Mettons-nous en présence de Dieu : Dieu, viens à mon aide ; Seigneur, à notre secours ! 
 En ce temps-là, Jésus prit avec lui Pierre, Jacques et Jean, et les emmena, eux seuls, à l’écart sur une haute montagne. Et il fut transfiguré devant eux. Ses vêtements devinrent resplendissants, d’une blancheur telle que personne sur terre ne peut obtenir une blancheur pareille.
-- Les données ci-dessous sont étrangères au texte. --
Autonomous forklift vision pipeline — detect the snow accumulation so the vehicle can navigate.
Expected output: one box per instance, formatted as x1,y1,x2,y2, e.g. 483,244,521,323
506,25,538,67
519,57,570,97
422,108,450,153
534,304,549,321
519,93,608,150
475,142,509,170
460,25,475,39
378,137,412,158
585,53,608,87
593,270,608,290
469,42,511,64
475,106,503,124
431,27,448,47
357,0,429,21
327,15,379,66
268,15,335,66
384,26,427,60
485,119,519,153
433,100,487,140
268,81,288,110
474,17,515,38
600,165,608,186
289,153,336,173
Élie leur apparut avec Moïse, et tous deux s’entretenaient avec Jésus. Pierre alors prend la parole et dit à Jésus : « Rabbi, il est bon que nous soyons ici! Dressons donc trois tentes : une pour toi, une pour Moïse, et une pour Élie. » De fait, Pierre ne savait que dire, tant leur frayeur était grande. Survint une nuée qui les couvrit de son ombre, et de la nuée une voix se fit entendre : « Celui-ci est mon Fils bien-aimé : écoutez-le! » Soudain, regardant tout autour, ils ne virent plus que Jésus seul avec eux. Ils descendirent de la montagne, et Jésus leur ordonna de ne raconter à personne ce qu’ils avaient vu, avant que le Fils de l’homme soit ressuscité d’entre les morts. Et ils restèrent fermement attachés à cette parole, tout en se demandant entre eux ce que voulait dire : « ressusciter d’entre les morts »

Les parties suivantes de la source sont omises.